The River Danube, Europe’s second-longest river, rises in Germany‘s Black Forest and flows in a generally southeasterly direction for 2,857 km (1,775 mi), coursing through ten countries before emptying into Romania’s Danube Delta. The Carpathian Mountains, which cross Romania from the north to the southwest, include Moldoveanu Peak, at an altitude of 2,544 m (8,346 ft).
Modern Romania was formed in 1859 through a personal union of the Danubian Principalities of Moldavia and Wallachia. The new state, officially named Romania since 1866, gained independence from the Ottoman Empire in 1877. Following World War I, after declaring its neutrality in 1914, when Romania fought on the side of the Allied powers beginning in 1916, Bukovina, Bessarabia, Transylvania as well as parts of Banat, Crișana, and Maramureș became part of the sovereign Kingdom of Romania.

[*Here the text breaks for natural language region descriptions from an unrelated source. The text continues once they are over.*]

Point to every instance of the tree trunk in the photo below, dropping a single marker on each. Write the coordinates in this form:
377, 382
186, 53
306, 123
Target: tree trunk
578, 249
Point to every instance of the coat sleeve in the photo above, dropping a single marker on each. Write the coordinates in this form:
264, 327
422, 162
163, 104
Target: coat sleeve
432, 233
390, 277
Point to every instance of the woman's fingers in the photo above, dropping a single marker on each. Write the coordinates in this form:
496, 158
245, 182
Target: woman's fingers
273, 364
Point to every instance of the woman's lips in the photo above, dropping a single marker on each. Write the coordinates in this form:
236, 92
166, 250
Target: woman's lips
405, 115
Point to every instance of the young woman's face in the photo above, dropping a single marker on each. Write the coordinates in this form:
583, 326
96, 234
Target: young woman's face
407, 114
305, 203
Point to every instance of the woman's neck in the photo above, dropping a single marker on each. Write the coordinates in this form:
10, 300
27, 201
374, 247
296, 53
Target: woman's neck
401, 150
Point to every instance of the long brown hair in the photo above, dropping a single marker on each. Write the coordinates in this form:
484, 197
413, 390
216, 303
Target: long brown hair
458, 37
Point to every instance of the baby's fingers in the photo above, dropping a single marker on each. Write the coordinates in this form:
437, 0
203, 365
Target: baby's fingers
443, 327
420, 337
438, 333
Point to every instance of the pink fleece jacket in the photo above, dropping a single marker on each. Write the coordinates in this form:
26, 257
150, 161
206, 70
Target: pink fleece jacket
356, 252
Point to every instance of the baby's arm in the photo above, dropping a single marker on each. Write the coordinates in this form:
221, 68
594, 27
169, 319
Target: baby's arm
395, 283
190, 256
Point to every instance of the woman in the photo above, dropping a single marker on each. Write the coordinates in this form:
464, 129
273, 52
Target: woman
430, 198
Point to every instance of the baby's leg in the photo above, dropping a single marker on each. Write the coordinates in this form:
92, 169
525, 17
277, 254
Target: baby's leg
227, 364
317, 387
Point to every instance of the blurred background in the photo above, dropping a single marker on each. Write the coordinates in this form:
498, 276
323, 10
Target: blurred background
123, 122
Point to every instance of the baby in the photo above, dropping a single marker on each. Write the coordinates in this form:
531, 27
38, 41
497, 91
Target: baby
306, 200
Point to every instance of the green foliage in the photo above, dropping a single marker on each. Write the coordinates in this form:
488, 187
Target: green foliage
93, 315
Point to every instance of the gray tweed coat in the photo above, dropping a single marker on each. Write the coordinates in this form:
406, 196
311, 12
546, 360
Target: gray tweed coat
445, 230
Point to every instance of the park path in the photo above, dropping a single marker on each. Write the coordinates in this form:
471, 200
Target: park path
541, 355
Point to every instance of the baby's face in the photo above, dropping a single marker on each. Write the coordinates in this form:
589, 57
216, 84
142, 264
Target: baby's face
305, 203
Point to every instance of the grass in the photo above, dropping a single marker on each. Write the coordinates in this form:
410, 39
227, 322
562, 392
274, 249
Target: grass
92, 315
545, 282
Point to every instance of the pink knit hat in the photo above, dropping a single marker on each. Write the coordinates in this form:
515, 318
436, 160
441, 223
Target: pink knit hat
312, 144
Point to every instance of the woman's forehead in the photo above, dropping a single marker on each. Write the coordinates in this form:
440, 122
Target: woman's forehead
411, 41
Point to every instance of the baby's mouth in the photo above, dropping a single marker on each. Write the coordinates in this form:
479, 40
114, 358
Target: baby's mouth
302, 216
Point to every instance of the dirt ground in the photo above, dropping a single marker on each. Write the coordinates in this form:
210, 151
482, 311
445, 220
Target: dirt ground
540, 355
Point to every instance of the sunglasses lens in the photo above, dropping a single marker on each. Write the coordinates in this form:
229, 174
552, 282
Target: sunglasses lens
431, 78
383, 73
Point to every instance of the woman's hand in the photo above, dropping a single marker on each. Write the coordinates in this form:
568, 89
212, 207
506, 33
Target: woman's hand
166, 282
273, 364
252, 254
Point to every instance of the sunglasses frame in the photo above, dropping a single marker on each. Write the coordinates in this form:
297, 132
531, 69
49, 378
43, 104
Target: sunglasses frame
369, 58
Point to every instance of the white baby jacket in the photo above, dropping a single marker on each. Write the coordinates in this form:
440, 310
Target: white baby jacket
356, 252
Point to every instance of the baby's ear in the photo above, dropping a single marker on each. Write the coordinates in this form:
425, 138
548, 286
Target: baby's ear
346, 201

In June–August 1940, as a consequence of the Molotov–Ribbentrop Pact and Second Vienna Award, Romania was compelled to cede Bessarabia and Northern Bukovina to the Soviet Union, and Northern Transylvania to Hungary. In November 1940, Romania signed the Tripartite Pact and, consequently, in June 1941 entered World War II on the Axis side, fighting against the Soviet Union until August 1944, when it joined the Allies and recovered Northern Transylvania. Following the war, under the occupation of the Red Army‘s forces, Romania became a socialist republicand a member of the Warsaw Pact. After the 1989 Revolution, Romania began a transition towards democracy and a market economy.
Romania ranks 52nd in the Human Development Index, and is a developing country. It has the world’s 47th largest economy by nominal GDP and an annual economic growth rate of 7% (2017), the highest in the EU at the time. Following rapid economic growth in the early 2000s, Romania has an economy based predominantly on services and is a producer and net exporter of machines and electric energy, featuring companies like Automobile Dacia and OMV Petrom. It has been a member of the United Nations since 1955, part of NATO since 2004, and part of the European Union since 2007. An overwhelming majority of the population identifies as Eastern Orthodox Christian and are native speakers of Romanian, a Romance language.